We have been growing the new Minnesota Series blueberries which are hybrids between the standard eastern native Highbush Blueberry (Vaccinium corymbosum) and the flavorful northern wild Lowbush Blueberry (Vaccinium angustifolium). This is St. Cloud Blueberry, named after the city in Minnesota; it has very delicious blueberries!


Here you can see another of the Minnesota Series Blueberries: ‘Northcountry.’ These shrubs are smaller but just as berry-studded as others so have value in the front of the border or where you don’t have space for a larger shrub. Tasting Stations will allow you to taste several varieties of blueberries — you be the judge on flavor.


Our mulberry crop is about over but you can see a Eastern Kingbird checking out the last of the crop in this little weeping mulberry tree in Fun Food Farm. We have netting to keep birds away from our berries but so far we have comfortably shared the bounty of the garden.

Berries? Nope, this is a NUT! The maturing hazelnuts almost look berry-like right now. I was surprised to see this Hazelnut (Corylus avellana) cultivar ‘Heterophylla’ (which means cut-leaf) has very short husks so that the nut really shows now while other hazelnut varieties are more hidden in their husk. Another reason to abstain from picking because you could accidentally remove a cherished crop meant for a later time.

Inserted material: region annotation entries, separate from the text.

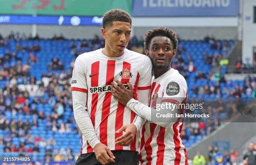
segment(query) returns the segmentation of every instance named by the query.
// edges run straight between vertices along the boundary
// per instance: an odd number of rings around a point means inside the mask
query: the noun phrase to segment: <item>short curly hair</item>
[[[131,17],[125,10],[121,9],[113,9],[108,11],[103,15],[102,26],[104,28],[107,26],[111,27],[113,21],[125,22],[130,23],[131,26]]]
[[[174,31],[168,28],[160,27],[153,28],[151,30],[149,30],[147,33],[145,34],[144,40],[144,49],[145,51],[149,49],[148,46],[151,40],[156,36],[163,36],[170,38],[172,43],[173,49],[177,50],[178,39]]]

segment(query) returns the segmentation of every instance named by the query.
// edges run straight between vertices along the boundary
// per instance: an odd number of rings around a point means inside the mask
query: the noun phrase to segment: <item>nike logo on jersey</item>
[[[96,76],[96,75],[97,75],[97,74],[100,74],[100,73],[95,74],[93,74],[92,75],[91,75],[91,74],[90,74],[90,75],[89,75],[89,77],[93,77],[94,76]]]

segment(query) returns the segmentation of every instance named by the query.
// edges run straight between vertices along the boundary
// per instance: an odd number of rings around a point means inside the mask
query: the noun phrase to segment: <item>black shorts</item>
[[[128,150],[111,151],[115,157],[115,163],[109,165],[137,165],[138,162],[138,153],[136,151]],[[97,160],[94,152],[82,154],[77,160],[77,165],[101,165]]]

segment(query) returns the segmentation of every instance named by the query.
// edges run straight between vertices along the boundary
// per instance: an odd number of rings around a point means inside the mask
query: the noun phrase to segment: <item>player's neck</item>
[[[122,53],[117,53],[112,51],[108,47],[106,47],[103,48],[102,53],[106,56],[110,57],[118,57],[123,55],[124,53],[124,51]]]
[[[162,75],[168,71],[170,69],[171,69],[170,66],[165,68],[153,68],[155,79],[156,79],[161,76]]]

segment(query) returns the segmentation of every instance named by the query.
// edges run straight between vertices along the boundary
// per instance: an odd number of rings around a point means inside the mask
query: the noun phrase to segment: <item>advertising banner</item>
[[[239,0],[134,0],[138,17],[237,16]]]

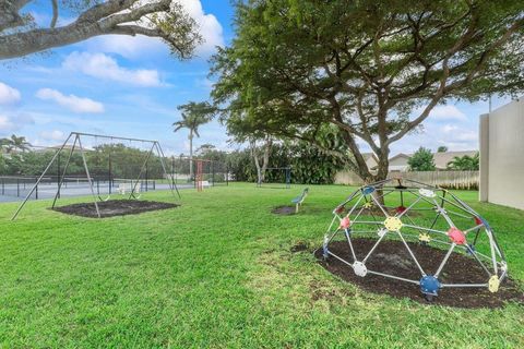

I know the forecast for the weekend is for hot and muggy but these hazy days of summer are great for a lazy stroll through Powell Gardens. The Vineyard in the morning haze with Hyssop in full bloom beneath the grapes is worth the trip alone. But be sure and taste the berries and other bounty from the garden. You can cool off with a splash in the Fountain Garden before you leave too!